Today is an important date for me. This day last year I was admitted to the Psychiatric Institute of Washington due to a suicide attempt. 3 days later I was transferred to Dominion Hospital for a week. It marked the beginning of a new phase in my life, to stand up against my diagnosis, to fight against the stigma surround it, and most importantly, to take care of myself for my family and others. There are so many people I’d like to thank for supporting me and encouraging me to keep going: My beautiful boys, Joshua and Lucio, you are my world! to Ross, we’ve been through a lot this year, ups and downs, fights, break ups, getting back together, starting over, but it’s all worth it because you have changed my life. 
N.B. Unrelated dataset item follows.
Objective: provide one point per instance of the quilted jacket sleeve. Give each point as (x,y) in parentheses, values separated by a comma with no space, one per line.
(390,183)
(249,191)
Also, my new family, Marta Edmisten, Daniel Pirez, Dori Owen, and Nicole Lyons, Nicole you are such an inspiration to me even though the manner in which our lives came together it’s almost comical may I say! but it doesn’t matter because in the short time we have exchange messages, I’ve become very fond of you and cannot express the admiration I feel for you. Please follow these amazing blogs:

Nicole Lyons: http://thelithiumchronicles.org/

Marta Edmisten: http://bipolarfabulous.tumblr.com/

Dori Owen: http://arizonagirldiary.tumblr.com/

Daniela Pirez: https://bipmind.wordpress.com/  

 Mental Illness is nothing to be ashamed of. But stigma and bias ashamed us all. Bill Clinton.


3 thoughts on “Why advocacy works: Take action against Stigma

  1. This is beautiful, Stephanie. Happy World Bipolar Day. This is my favorite part, “The malicious roots of criticism can be so harmful, but certainly the unbreakable alliance of support from others makes life worth living. It elevates the soul to help others and share experiences, participation, action, but most of all, to take care of each other when things go down.”

    As for us, I feel the same way about you. I believe that people are meant to cross paths for a reason, and while ours was an odd path, I’m so thankful we made it.